Onboarding Guide

Getting started with data virtualization

This guide is intended for data providers and engineers who are new to virtual store technology and want to begin virtualizing NASA datasets.

Prerequisites

(List required background knowledge, tools, and access credentials.)

Step 1: Understand your data

Before virtualizing, document:

File format (NetCDF, HDF5, GeoTIFF, etc.) and any data hierarchy
Grid structure (uniform, non-uniform, swath)
Typical file sizes and granule counts
Primary user access patterns

Step 2: Choose a virtualization approach

Approach	Best for	Status
Kerchunk	Reference files for existing archives	Mature
Icechunk	Transactional stores, appending data	Active development

Step 3: Design your chunk manifest

Refer to Best Practices and Known Limitations before finalizing your chunk layout.

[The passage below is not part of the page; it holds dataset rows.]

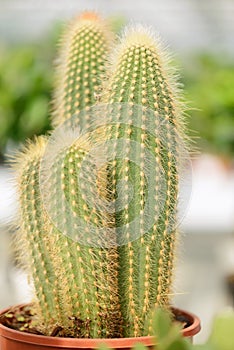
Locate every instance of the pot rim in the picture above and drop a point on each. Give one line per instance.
(83, 343)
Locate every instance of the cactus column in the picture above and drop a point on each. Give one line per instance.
(139, 75)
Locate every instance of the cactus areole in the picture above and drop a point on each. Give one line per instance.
(99, 196)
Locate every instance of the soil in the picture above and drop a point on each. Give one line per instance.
(21, 318)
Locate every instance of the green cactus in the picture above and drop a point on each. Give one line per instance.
(100, 273)
(80, 66)
(139, 76)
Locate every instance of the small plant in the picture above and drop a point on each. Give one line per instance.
(98, 198)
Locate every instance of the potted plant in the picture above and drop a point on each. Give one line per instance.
(98, 197)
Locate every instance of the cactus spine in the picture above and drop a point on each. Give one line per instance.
(138, 76)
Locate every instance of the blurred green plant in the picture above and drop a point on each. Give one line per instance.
(209, 82)
(169, 337)
(26, 78)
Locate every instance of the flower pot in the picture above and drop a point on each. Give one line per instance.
(15, 340)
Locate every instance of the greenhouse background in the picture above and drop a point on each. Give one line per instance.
(201, 35)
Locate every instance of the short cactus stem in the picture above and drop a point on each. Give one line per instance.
(81, 65)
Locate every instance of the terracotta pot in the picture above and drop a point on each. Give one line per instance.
(16, 340)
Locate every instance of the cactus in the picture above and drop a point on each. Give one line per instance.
(80, 66)
(100, 273)
(139, 76)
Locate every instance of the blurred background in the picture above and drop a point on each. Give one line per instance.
(201, 34)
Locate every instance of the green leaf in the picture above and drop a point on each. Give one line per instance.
(222, 336)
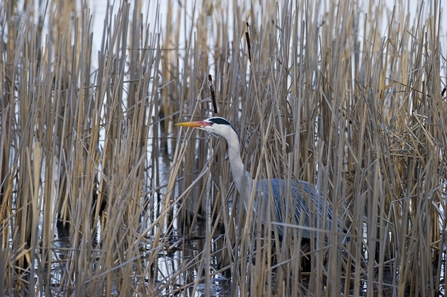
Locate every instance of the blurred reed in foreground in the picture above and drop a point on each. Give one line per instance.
(329, 96)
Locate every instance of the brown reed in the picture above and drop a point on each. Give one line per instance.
(101, 196)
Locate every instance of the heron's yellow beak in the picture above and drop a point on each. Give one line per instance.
(198, 124)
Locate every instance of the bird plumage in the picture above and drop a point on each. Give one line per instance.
(300, 191)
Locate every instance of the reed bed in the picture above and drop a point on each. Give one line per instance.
(101, 196)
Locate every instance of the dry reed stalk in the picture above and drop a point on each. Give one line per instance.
(326, 98)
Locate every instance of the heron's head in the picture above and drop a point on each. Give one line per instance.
(215, 125)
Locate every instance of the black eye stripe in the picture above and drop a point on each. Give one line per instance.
(219, 121)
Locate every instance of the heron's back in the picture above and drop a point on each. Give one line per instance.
(293, 203)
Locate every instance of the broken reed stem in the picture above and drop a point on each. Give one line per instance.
(90, 161)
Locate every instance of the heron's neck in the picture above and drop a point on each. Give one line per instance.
(244, 182)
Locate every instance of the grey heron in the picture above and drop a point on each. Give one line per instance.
(279, 204)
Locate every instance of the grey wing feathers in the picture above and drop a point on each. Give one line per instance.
(299, 191)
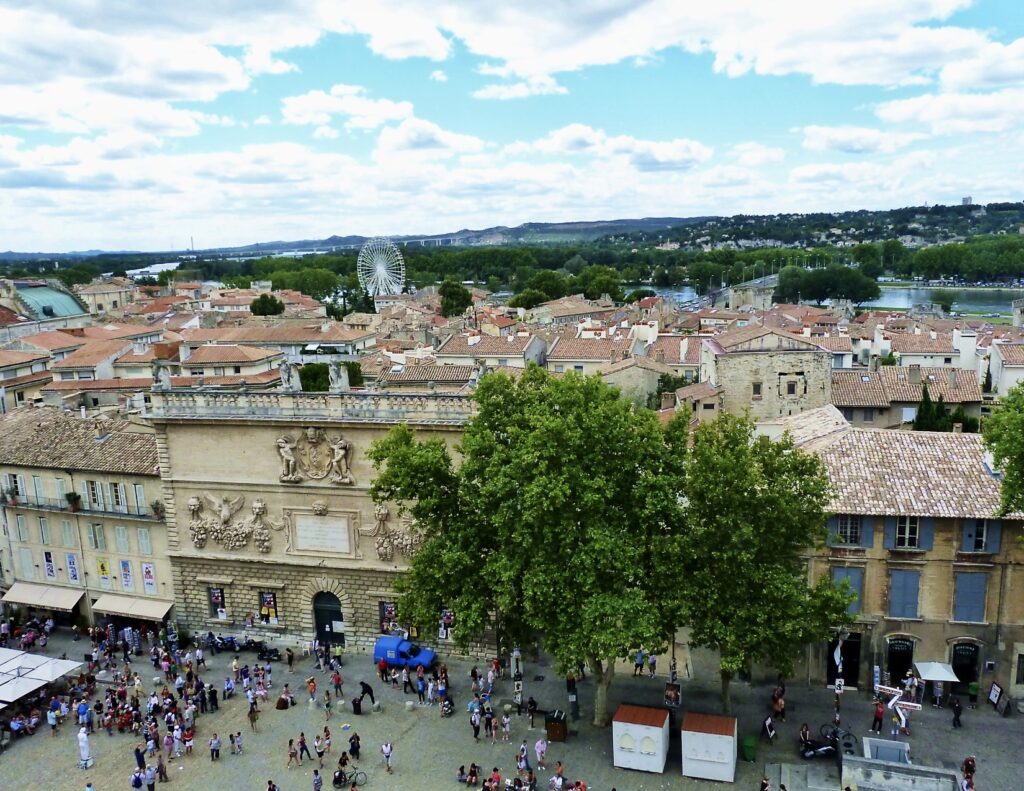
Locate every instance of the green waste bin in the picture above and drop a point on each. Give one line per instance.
(750, 748)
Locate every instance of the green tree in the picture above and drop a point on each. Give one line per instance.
(1004, 433)
(455, 298)
(755, 507)
(604, 535)
(266, 304)
(527, 299)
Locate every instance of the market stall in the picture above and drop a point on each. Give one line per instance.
(640, 738)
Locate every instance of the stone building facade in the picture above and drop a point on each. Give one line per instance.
(270, 525)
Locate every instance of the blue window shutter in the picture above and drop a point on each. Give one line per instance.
(890, 537)
(832, 525)
(994, 536)
(867, 532)
(969, 602)
(967, 540)
(927, 533)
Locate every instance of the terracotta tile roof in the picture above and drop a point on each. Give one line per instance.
(891, 384)
(10, 359)
(589, 348)
(914, 473)
(906, 343)
(91, 354)
(228, 354)
(45, 436)
(488, 345)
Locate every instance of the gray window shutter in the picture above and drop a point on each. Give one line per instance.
(890, 533)
(969, 601)
(927, 533)
(994, 536)
(867, 532)
(967, 541)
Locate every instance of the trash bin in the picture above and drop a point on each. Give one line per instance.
(554, 723)
(750, 748)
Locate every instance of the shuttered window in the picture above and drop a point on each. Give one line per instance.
(903, 587)
(969, 598)
(856, 579)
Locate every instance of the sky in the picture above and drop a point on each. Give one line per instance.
(126, 124)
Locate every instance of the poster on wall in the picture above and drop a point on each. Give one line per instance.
(103, 568)
(150, 579)
(268, 607)
(126, 578)
(50, 569)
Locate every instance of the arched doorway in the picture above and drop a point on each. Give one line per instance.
(965, 663)
(328, 618)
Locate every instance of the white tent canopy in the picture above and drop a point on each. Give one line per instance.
(936, 671)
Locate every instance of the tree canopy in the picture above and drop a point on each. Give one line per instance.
(565, 493)
(755, 506)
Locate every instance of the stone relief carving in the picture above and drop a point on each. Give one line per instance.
(231, 535)
(404, 540)
(313, 456)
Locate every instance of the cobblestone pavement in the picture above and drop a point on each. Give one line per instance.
(429, 749)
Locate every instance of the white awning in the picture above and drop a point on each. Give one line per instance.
(43, 596)
(936, 671)
(133, 607)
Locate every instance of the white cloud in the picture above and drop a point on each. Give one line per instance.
(349, 101)
(679, 154)
(857, 139)
(958, 113)
(755, 154)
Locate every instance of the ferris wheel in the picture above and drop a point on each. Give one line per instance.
(380, 267)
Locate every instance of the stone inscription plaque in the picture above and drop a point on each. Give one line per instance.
(328, 534)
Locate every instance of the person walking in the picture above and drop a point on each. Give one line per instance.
(957, 710)
(880, 713)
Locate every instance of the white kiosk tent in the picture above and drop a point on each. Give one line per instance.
(640, 738)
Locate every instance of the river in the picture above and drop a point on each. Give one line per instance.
(970, 300)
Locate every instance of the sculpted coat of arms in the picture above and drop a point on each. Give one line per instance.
(314, 456)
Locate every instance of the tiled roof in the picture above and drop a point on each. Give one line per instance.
(914, 473)
(905, 343)
(892, 384)
(488, 345)
(44, 436)
(589, 348)
(91, 354)
(228, 354)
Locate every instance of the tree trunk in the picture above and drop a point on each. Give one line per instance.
(602, 679)
(726, 677)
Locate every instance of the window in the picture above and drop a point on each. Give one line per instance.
(96, 536)
(849, 529)
(856, 579)
(903, 593)
(969, 597)
(23, 530)
(907, 532)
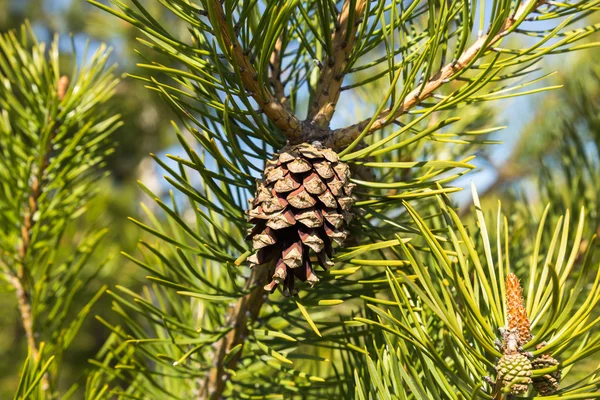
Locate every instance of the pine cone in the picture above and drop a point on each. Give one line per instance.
(515, 306)
(515, 370)
(546, 384)
(302, 203)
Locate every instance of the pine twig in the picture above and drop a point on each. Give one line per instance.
(332, 75)
(275, 72)
(286, 121)
(21, 281)
(345, 136)
(246, 309)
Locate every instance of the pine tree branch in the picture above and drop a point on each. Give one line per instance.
(22, 281)
(345, 136)
(275, 72)
(285, 120)
(332, 74)
(247, 308)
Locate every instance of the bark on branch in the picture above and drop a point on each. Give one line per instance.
(345, 136)
(21, 281)
(286, 121)
(246, 309)
(332, 75)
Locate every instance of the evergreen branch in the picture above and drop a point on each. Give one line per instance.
(273, 109)
(275, 72)
(345, 136)
(332, 73)
(246, 309)
(21, 281)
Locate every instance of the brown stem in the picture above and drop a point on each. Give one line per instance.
(332, 74)
(246, 309)
(344, 136)
(286, 121)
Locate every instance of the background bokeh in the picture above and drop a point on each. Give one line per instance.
(507, 170)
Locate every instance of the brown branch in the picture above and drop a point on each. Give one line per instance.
(275, 72)
(246, 309)
(331, 77)
(286, 121)
(344, 136)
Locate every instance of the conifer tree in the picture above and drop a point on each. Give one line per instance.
(329, 135)
(54, 136)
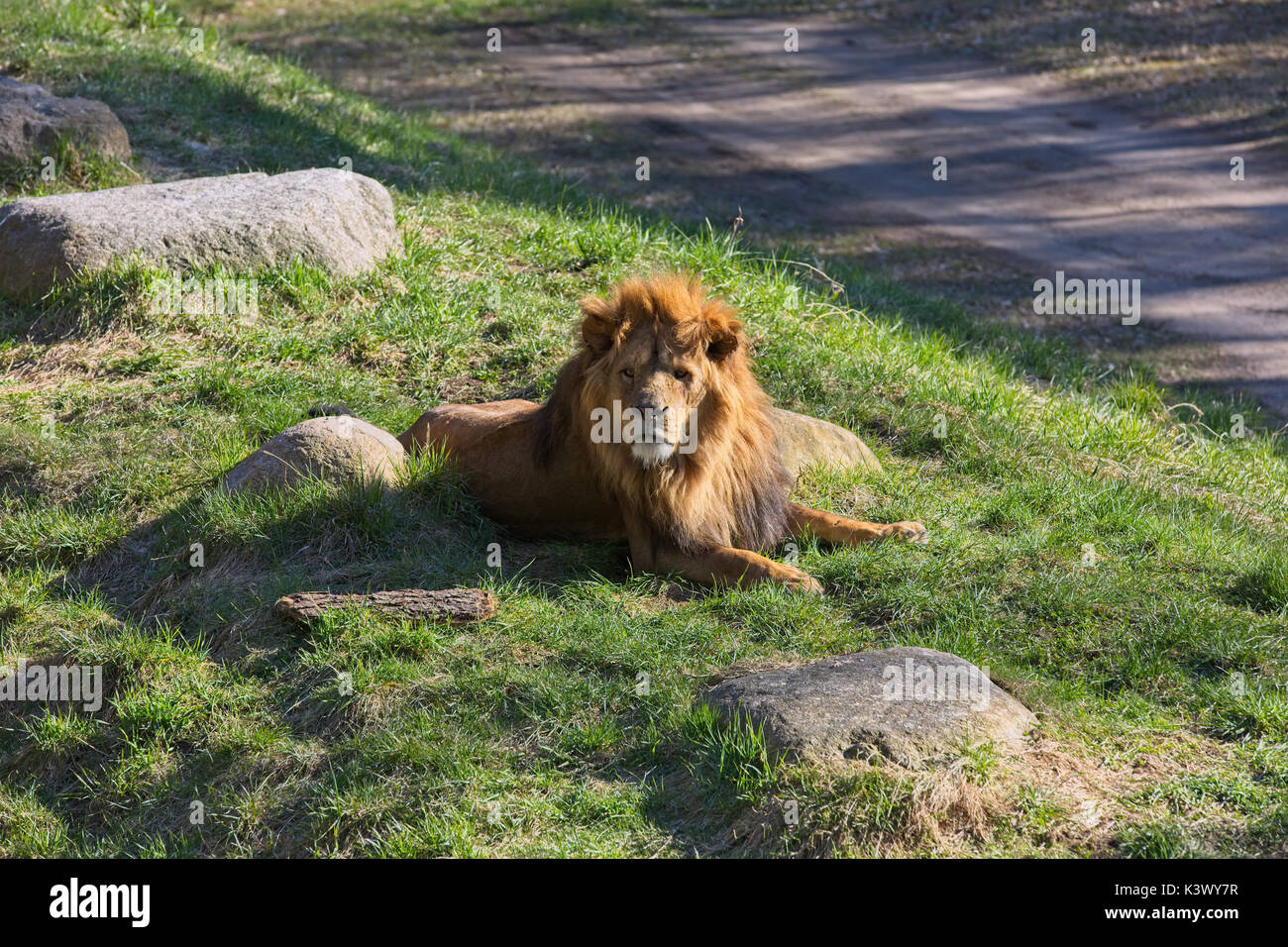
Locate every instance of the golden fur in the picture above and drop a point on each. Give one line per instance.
(704, 496)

Step 4: Generate and validate your virtual store

(Step-by-step instructions and code examples to be added.)

The toolchain offers multiple entry points at this step:

earthaccess.virtualize() provides a higher-level interface that handles common cases with less configuration.
Icechunk API directly offers more control over commit behavior, store configuration, and append workflows.

Generation can run in series or in parallel (e.g., using Dask), depending on the number of granules and available compute.

Step 5: Register and publish

(Instructions for registering your virtual store with the relevant DAAC and making it discoverable.)

Getting help

(Links to community resources, Slack channels, issue trackers, etc.)

Common gotchas

Before starting, review the Known Limitations section — several apply directly to onboarding decisions:

Chunk size consistency — verify your files share a common chunking scheme before building the store, not after.
Early structural decisions — understand your users’ dominant access patterns before choosing a chunk layout.

Additionally, netCDF group hierarchies may need to be flattened during virtualization. Support for netCDF groups in virtual stores is a work-in-progress. If preserving hierarchy matters for your dataset, test this early with xarray DataTree.